Powerful post, ThomG. Very vivid!

Anonymous said...

Really whoa !! it had a force within !! :)

Americanising Desi said...

a different take on the prompt :)

The Bigger Plan

2cats said...

I can't tell if it is fact or fiction. That is a good thing.
If it is real, you made a great recovery. You're right the Lord had other plans for you.
If it is fiction, you really know the inside brain part of an addict. I know.

linda may said...

Your character certainly dodged a bullet, but was left with the knowledge of finishing off his mates.

Daily Panic said...

this is an incredible story, very real.
the guy was left with his purpose of living the life he was given a second chance for.

It is the changes that are made for us that change us forever.

Miss Alister said...

No, not too preachy, just more of your good stuff—a good idea expressed well and written your tough way, just like I like. I’d never have guessed you were in a stuck place, but man can I identify, as you know. I got so many mental bugaboos holding me down it ain’t funny. At all. Anyway, I hope you’re well on your way toward the Esquire thing that Quin mentioned. And if you’re not, if you’re still feeling stuck, I can only assume you’ll be forced toward a new and better idea plane : )

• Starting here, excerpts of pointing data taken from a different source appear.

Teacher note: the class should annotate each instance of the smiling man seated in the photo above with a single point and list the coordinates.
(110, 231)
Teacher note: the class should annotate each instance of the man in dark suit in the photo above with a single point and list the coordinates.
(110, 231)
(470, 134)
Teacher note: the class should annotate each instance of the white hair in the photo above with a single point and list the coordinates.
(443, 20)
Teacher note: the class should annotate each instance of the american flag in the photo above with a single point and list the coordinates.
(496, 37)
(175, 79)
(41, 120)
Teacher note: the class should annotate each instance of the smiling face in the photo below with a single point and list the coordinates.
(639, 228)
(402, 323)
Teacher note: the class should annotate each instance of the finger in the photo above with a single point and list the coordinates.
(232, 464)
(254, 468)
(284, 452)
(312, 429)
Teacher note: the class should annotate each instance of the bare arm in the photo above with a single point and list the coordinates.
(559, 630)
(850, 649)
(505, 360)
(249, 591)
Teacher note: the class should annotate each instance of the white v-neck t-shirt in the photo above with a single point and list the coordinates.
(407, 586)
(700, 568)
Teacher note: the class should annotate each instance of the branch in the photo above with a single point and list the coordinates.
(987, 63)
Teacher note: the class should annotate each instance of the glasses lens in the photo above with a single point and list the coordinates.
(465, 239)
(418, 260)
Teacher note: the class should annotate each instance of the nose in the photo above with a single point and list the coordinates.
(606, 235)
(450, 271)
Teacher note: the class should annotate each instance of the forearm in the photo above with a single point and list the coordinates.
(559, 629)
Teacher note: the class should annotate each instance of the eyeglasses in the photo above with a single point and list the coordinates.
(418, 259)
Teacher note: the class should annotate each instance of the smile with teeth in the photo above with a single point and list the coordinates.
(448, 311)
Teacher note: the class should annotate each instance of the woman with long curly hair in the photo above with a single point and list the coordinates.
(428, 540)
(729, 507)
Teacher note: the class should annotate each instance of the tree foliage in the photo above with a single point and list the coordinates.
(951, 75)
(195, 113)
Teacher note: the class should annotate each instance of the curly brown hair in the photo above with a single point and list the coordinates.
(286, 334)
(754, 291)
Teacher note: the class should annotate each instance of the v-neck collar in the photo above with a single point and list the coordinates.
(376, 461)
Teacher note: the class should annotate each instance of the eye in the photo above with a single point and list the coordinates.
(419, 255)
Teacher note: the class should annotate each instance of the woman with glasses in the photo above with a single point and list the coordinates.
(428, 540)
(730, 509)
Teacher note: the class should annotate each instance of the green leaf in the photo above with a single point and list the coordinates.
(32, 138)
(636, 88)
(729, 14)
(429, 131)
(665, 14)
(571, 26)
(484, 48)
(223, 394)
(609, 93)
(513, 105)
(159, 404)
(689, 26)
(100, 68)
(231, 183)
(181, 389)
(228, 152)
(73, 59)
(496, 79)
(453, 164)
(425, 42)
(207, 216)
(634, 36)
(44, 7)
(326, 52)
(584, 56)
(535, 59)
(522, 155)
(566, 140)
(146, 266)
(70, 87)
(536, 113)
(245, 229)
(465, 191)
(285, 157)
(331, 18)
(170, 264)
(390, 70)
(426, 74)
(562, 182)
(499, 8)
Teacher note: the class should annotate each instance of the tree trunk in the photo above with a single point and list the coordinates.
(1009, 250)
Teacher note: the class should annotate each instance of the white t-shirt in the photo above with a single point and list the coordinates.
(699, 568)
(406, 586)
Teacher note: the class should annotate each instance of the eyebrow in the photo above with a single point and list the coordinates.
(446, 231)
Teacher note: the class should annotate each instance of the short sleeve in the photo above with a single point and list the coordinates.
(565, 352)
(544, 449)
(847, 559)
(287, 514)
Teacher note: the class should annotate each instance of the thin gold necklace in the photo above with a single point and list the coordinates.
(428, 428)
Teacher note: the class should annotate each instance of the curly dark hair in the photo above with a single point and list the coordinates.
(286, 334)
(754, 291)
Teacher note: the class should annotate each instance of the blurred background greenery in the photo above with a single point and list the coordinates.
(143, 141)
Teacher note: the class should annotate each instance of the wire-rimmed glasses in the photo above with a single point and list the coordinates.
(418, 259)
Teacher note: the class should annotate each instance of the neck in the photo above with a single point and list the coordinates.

Susan Helene Gottfried said...

I love the voice you wrote this with. And I agree: not too preachy. Good thing, or I'd have had to run faster than that car must have been going...

Dee Martin said...

Yikes dude! If this had been real, preachy would be the name of the main game for your character LOL. Seriously, I don't think it's too preachy and I have been feeling the stuckNESS monster lately too. Not sure if stuck is the correct term - maybe mental lethargy. If this is you writing through being stuck then look out for when you break loose!

Minnesotascottson said...


Treading water, holding pattern, running the rat race. All variations of being stuck? The consolation: After wandering in the spiritual desert, arriving at the Promised land is all the more sweet.